Entonces trajo Andrés ante Jesús a cierto joven rico que era un creyente devoto y que deseaba recibir la ordenación. Este joven, Matadormo, era miembro del sanedrín de Jerusalén; había escuchado a Jesús enseñar y posteriormente había sido instruido en el evangelio del reino por Pedro y los demás apóstoles. Jesús habló con Matadormo sobre los requisitos de la ordenación y le solicitó que pospusiera la decisión hasta después de haber reflexionado más plenamente sobre el asunto. Temprano por la mañana siguiente, cuando Jesús salía a caminar, este joven se le acercó y dijo: «Maestro, quisiera saber de ti la seguridad de la vida eterna. Puesto que he observado todos los mandamientos desde mi juventud, quisiera saber, ¿qué más debo hacer para ganar vida eterna?» En respuesta a esta pregunta, Jesús dijo: «Si cumples con todos los mandamientos —no cometes adulterio, no matas, no robas, no das falso testimonio, no engañas, honras a tu padre y a tu madre— haces bien, pero la salvación es la recompensa de la fe, no sólo de las obras. ¿Crees tú en este evangelio del reino?» Y Matadormo contestó: «Sí, Maestro, creo todo lo que tú y tus apóstoles me han enseñado». Jesús dijo: «Entonces, tú eres de veras mi discípulo y un hijo del reino».

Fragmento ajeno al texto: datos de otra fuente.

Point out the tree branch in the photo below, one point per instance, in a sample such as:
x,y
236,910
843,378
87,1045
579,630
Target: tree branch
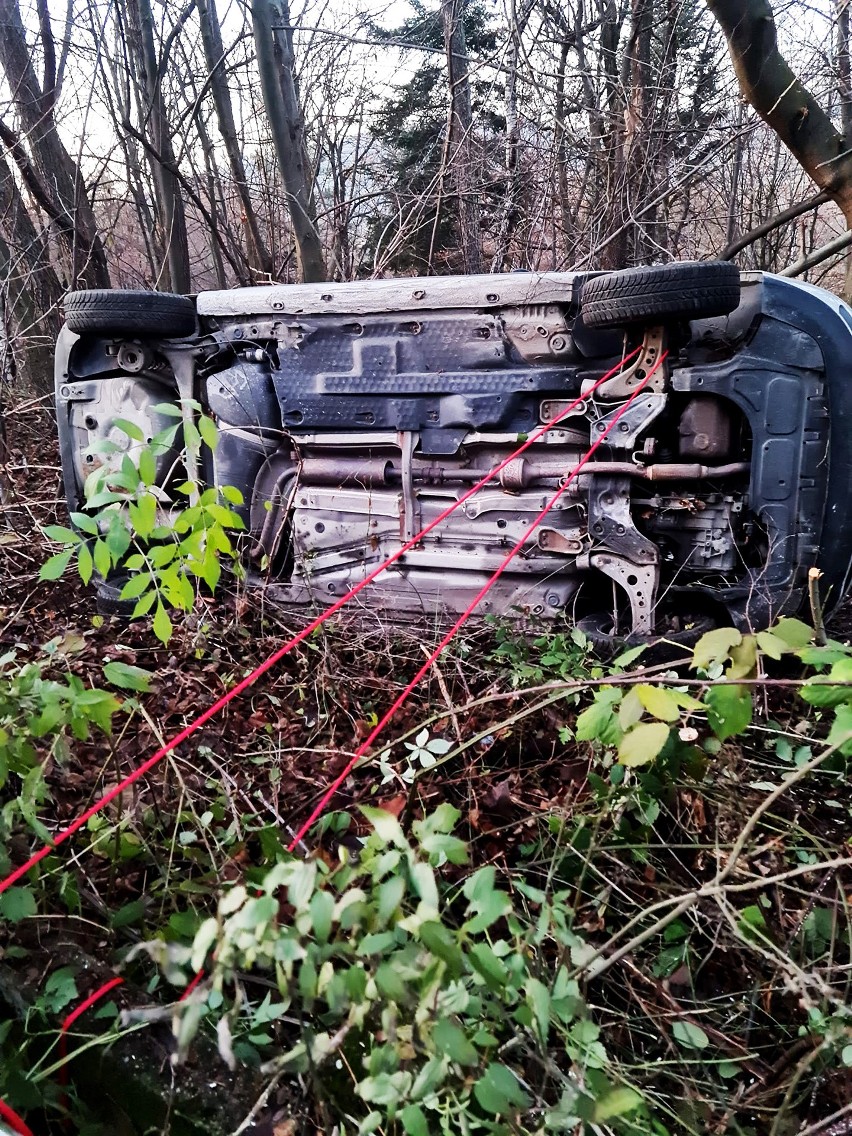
x,y
754,234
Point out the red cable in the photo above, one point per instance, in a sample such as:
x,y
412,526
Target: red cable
x,y
192,984
377,729
220,703
14,1120
85,1004
88,1003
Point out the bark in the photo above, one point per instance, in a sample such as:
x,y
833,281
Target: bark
x,y
844,65
510,210
638,120
30,292
610,174
161,157
51,164
782,100
281,101
771,223
460,134
215,58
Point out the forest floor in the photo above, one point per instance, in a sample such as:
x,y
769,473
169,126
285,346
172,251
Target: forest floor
x,y
731,1019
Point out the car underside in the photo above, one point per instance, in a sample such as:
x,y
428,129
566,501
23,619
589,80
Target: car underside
x,y
352,416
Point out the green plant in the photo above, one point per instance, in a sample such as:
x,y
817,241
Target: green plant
x,y
429,999
128,525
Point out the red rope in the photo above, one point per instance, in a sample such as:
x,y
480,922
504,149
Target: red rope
x,y
89,1002
14,1120
377,729
245,683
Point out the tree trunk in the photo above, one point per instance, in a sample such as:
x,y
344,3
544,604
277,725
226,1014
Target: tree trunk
x,y
30,290
286,125
511,206
461,130
215,58
782,100
156,126
57,172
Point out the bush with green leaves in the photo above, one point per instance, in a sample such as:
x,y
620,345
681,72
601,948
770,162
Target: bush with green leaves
x,y
429,1000
167,532
43,707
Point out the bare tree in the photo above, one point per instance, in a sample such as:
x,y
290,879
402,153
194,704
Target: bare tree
x,y
460,134
160,151
215,58
52,174
274,46
784,102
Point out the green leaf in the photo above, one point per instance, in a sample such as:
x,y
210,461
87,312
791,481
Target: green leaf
x,y
618,1102
794,633
715,646
55,567
161,625
658,701
451,1040
85,565
322,913
386,826
498,1091
414,1120
130,913
487,966
743,658
643,743
486,903
442,943
771,645
841,732
599,723
208,431
135,586
690,1035
85,523
728,710
232,493
148,467
17,903
539,1001
102,558
60,990
820,692
127,677
61,535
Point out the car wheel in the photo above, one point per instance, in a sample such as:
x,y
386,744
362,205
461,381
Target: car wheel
x,y
108,598
130,312
661,293
674,631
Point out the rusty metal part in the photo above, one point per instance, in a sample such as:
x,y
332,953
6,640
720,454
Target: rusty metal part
x,y
706,428
134,358
623,385
554,540
632,423
610,521
537,333
638,582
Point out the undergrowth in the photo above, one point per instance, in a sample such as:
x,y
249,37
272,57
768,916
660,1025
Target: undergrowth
x,y
566,896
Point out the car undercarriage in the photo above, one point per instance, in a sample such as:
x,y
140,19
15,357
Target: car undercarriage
x,y
352,416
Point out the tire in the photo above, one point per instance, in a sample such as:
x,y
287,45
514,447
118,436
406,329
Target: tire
x,y
662,293
130,312
665,644
108,598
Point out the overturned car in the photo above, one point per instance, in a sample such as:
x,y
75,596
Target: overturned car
x,y
351,416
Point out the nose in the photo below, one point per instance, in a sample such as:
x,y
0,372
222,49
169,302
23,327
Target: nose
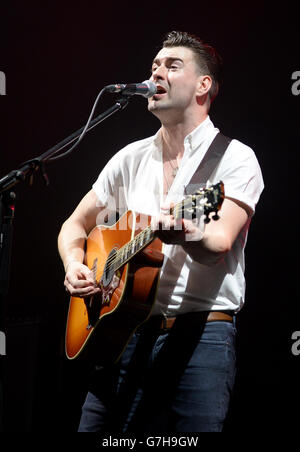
x,y
159,73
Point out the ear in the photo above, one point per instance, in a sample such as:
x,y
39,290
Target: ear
x,y
203,85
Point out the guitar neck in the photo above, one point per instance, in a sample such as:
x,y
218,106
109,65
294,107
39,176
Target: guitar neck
x,y
205,200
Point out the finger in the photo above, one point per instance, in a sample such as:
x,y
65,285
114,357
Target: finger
x,y
82,292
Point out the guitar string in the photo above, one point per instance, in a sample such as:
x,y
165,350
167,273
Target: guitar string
x,y
140,236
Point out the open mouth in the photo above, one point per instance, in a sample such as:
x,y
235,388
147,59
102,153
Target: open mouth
x,y
160,91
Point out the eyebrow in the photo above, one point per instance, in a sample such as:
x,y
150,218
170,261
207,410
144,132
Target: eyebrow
x,y
168,59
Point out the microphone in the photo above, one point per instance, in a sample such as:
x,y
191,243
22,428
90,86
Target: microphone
x,y
146,88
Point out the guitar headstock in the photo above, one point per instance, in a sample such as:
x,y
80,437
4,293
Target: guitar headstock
x,y
204,201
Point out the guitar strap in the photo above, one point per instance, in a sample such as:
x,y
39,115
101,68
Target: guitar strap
x,y
209,163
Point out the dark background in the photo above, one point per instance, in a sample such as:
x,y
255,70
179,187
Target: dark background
x,y
56,57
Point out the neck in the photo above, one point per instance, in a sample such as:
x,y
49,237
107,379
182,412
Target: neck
x,y
173,135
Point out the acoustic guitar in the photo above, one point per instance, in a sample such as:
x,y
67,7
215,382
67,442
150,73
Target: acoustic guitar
x,y
125,259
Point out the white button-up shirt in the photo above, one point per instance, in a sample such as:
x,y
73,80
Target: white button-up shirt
x,y
133,180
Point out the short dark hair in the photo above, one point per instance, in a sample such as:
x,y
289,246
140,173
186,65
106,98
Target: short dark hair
x,y
208,59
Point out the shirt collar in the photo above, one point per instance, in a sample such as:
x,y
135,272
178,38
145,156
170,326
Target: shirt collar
x,y
198,135
194,139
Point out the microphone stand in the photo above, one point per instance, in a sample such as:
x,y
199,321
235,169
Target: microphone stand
x,y
7,210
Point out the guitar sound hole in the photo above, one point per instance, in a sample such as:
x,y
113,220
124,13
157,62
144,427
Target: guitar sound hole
x,y
109,269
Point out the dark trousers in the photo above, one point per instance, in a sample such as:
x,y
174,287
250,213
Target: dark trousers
x,y
179,381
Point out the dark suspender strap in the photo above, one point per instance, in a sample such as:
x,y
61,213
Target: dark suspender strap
x,y
209,163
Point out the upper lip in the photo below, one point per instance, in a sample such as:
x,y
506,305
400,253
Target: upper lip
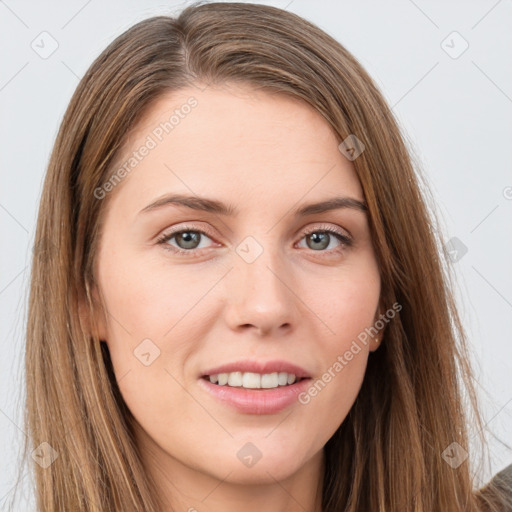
x,y
258,367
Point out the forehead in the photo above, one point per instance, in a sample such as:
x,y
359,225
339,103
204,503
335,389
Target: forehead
x,y
248,147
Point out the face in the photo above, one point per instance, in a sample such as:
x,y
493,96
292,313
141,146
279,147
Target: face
x,y
189,289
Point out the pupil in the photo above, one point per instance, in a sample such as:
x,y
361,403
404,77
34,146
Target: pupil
x,y
322,238
189,238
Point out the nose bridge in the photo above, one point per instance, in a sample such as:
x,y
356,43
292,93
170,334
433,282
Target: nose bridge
x,y
258,287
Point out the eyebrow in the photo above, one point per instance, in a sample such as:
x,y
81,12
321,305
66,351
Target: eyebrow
x,y
217,207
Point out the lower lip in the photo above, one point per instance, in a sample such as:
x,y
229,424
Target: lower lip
x,y
256,401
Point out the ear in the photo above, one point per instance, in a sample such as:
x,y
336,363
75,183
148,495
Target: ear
x,y
377,339
94,321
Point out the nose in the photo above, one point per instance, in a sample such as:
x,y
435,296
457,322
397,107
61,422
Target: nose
x,y
260,296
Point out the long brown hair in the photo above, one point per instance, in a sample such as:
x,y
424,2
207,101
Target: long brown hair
x,y
418,395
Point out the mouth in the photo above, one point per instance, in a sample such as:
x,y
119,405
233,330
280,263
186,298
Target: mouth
x,y
272,394
254,381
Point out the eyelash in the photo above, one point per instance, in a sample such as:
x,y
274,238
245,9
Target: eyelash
x,y
345,241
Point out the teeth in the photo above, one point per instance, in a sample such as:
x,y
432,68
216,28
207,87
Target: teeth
x,y
251,380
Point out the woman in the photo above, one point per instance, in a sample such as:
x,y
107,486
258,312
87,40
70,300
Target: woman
x,y
237,298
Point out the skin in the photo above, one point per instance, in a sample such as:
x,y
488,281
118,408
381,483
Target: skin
x,y
264,154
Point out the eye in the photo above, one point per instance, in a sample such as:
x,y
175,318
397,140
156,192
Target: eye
x,y
319,238
187,239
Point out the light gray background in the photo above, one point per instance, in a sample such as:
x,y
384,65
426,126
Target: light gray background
x,y
456,113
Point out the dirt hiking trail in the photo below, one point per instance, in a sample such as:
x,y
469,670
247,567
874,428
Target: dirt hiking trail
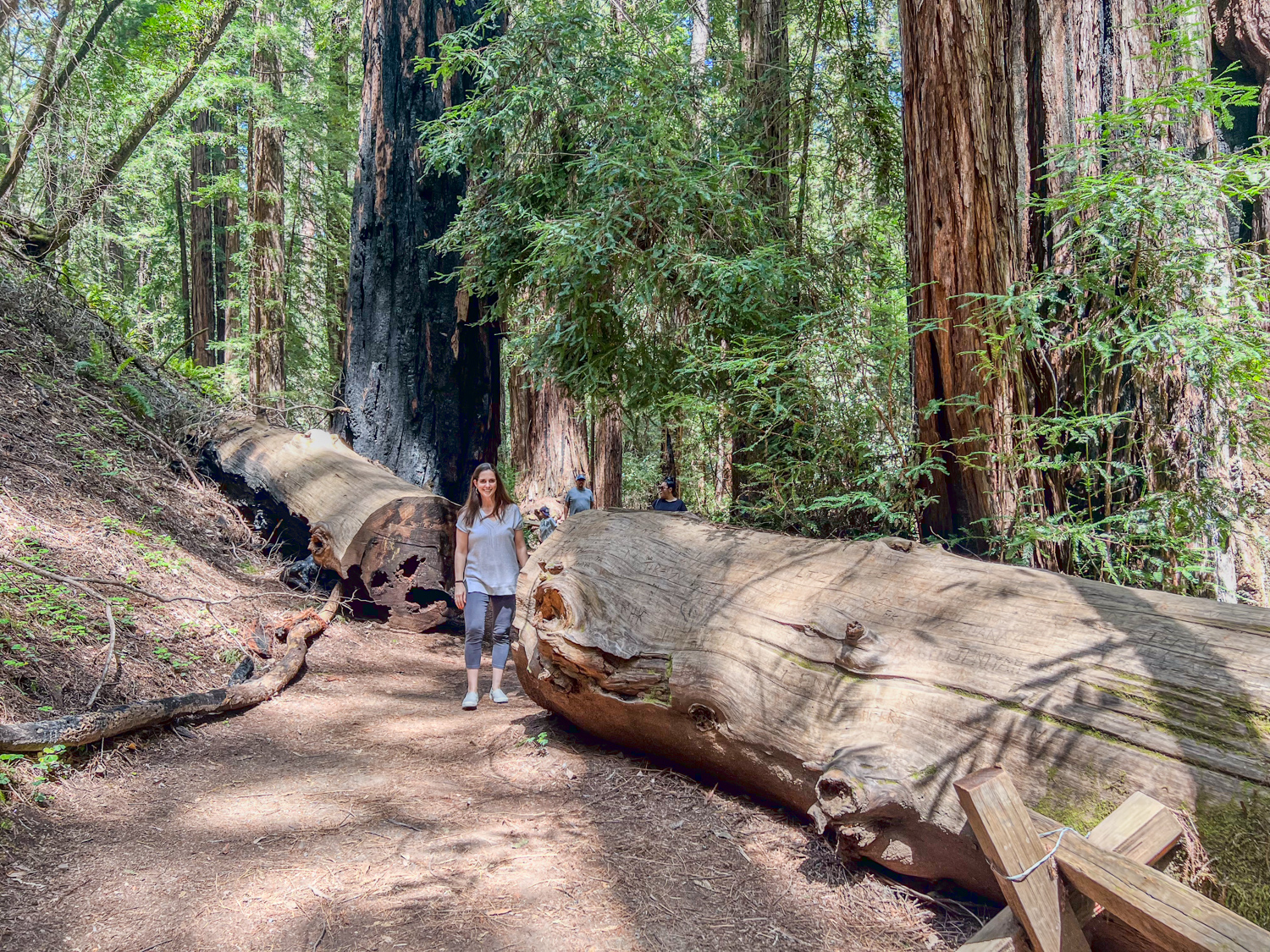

Entonces dijo el joven: «Pero, Maestro, no me conformo con ser tu discípulo; quiero ser uno de tus nuevos mensajeros». Cuando Jesús escuchó esto, lo contempló con gran amor y dijo: «Te haré uno de mis mensajeros si estás dispuesto a pagar el precio, si pudieras proveer la única cosa que te falta». Matadormo respondió: «Maestro, haré lo que sea si se me permite que te siga». Jesús, besando en la frente al joven arrodillado, dijo: «Si quieres ser mi mensajero, vete y vende todo lo que tienes y, después de donar el producto a los pobres o a tus hermanos, ven y sígueme y tendrás tesoro en el reino del cielo».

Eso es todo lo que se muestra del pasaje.